At the heart of the current methodological discussion in the social sciences in general and in economics in particular is (we believe) the predictive weakness of existing theory. The cause of this weakness is the indefinitely large number of variables that can affect the course of economic events. Since predictive models can take into consideration only a limited and, in fact, quite small number of variables, the failure of a prediction made with such a model is not decisive for the fate of the hypothesis. The prediction is made subject to the ceteris paribus condition and it is usually difficult, if not impossible, to ascertain whether this condition has been fulfilled in a specific case. Economics is often compared with meteorology, which for similar reasons also suffers from a notable predictive weakness. However, the economist cannot derive much solace from this comparison. Closer scrutiny reveals a fundamental difference between the two situations. Like economies, meteorology deals with an indefinitely large number of variables, i.e., with “unique events.” This leads, at times, to spectacularly wrong predictions. After the event, a satisfactory explanation is usually given in terms of the interference of unforeseen factors — that is, the nonfulfillment of the ceteris paribus condition.
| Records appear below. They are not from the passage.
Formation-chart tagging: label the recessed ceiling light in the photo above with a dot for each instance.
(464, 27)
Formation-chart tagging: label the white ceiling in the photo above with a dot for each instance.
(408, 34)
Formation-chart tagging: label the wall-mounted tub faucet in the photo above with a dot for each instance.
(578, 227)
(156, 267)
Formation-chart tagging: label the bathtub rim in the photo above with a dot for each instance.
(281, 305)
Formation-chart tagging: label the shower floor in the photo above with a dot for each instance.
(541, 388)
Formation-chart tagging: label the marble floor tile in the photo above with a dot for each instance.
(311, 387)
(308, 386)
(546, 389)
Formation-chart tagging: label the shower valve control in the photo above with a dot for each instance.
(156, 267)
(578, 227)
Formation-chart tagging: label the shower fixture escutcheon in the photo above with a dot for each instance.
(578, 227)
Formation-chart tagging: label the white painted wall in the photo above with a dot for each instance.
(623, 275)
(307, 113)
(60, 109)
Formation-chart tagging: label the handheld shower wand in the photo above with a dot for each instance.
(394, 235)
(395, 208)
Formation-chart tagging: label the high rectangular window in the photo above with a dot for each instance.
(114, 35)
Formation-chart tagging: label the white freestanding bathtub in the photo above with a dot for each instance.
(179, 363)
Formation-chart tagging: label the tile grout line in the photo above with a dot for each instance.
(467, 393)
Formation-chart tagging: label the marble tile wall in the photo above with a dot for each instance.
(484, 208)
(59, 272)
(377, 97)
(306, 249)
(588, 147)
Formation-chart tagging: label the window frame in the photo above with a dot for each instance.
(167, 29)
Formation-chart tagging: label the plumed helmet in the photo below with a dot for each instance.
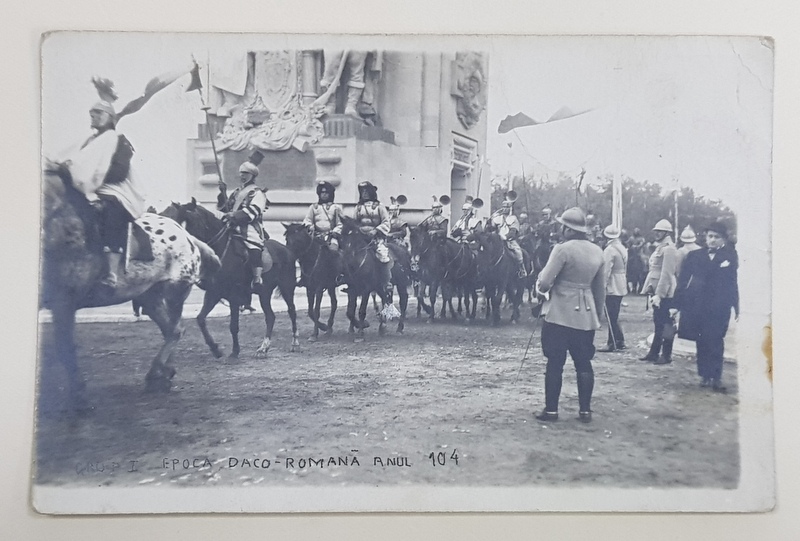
(574, 219)
(326, 186)
(719, 228)
(611, 232)
(663, 225)
(687, 235)
(248, 167)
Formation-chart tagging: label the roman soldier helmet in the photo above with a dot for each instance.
(326, 186)
(574, 219)
(663, 225)
(719, 228)
(687, 235)
(369, 189)
(248, 167)
(611, 232)
(396, 202)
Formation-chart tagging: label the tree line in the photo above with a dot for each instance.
(643, 202)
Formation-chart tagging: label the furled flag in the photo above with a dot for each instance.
(157, 84)
(520, 120)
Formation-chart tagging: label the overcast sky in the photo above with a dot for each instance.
(696, 109)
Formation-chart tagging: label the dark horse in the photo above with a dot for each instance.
(451, 266)
(233, 280)
(362, 275)
(73, 264)
(497, 273)
(538, 248)
(320, 267)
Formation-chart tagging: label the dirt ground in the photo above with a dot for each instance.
(437, 404)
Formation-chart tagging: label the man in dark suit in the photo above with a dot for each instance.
(574, 280)
(707, 290)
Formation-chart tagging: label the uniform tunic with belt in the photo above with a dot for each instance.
(324, 218)
(574, 276)
(663, 269)
(248, 203)
(372, 215)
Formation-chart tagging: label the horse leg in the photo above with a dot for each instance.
(402, 292)
(265, 299)
(234, 329)
(334, 305)
(166, 311)
(287, 293)
(351, 311)
(362, 315)
(64, 331)
(209, 302)
(313, 311)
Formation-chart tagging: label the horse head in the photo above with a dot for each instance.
(298, 238)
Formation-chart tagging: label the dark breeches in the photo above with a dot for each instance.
(557, 340)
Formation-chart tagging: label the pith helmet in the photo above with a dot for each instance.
(574, 219)
(611, 232)
(719, 228)
(663, 225)
(325, 185)
(687, 235)
(248, 167)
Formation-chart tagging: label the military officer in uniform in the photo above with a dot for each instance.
(373, 220)
(660, 284)
(398, 228)
(324, 218)
(466, 222)
(243, 210)
(507, 227)
(435, 224)
(574, 282)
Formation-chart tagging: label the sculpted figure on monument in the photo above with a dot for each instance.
(356, 71)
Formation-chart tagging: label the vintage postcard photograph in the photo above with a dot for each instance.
(328, 273)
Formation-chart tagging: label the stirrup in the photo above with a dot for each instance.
(109, 280)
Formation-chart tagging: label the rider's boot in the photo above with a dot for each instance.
(386, 278)
(257, 281)
(114, 259)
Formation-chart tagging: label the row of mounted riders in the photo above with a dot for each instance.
(434, 264)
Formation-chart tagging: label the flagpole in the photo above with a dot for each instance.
(205, 108)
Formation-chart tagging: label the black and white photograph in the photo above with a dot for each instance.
(365, 273)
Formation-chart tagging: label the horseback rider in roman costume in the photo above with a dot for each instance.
(373, 220)
(243, 211)
(435, 224)
(101, 169)
(547, 229)
(324, 220)
(465, 223)
(398, 228)
(507, 227)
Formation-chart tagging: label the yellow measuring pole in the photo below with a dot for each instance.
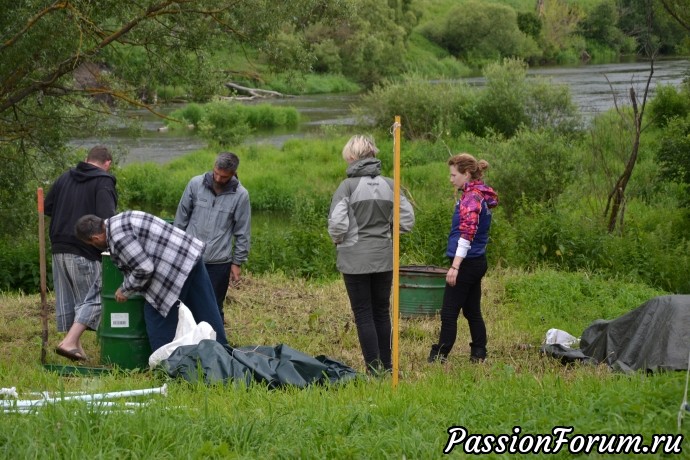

The essential difference between meteorological and economic models lies in the fact that meteorology uses chiefly physical laws. These laws are verified independently from their use in meteorological predictions and explanations; they are used in (physical) models referring to situations for which the set of relevant variables is considered to be exhaustive — that is, for which it is successfully assumed that no exogenous variable can measurably affect the outcome.
On the other hand, as has been pointed out elsewhere in greater detail, the majority of the laws used in economic prediction and explanation are economic laws containing only economic terms. Therefore, they cannot be verified independently from their use in economic predictions and they cannot be strictly verified through their use in economic predictions because of the difficulty of disconfirming them. This difficulty prevails because economic models are usually incomplete, which means that exogenous variables can measurably affect the outcome. Thus the economist finds himself in a worse position than the meteorologist.
If the difficulty of validation by prediction of contemporary economic models is accepted, it is necessary to turn to an appraisal of the status of economic hypotheses. Specifically, we are interested in the class of hypotheses called “assumptions.” Formally these assumptions are presented as major premises in valid arguments leading to the formulation of predictions of specific economic observations. Beyond that, considerable doubt and little agreement prevail with regard to the status and content of these propositions. In the next section an attempt is made to determine the nature and the function of assumptions in economic prediction and explanation.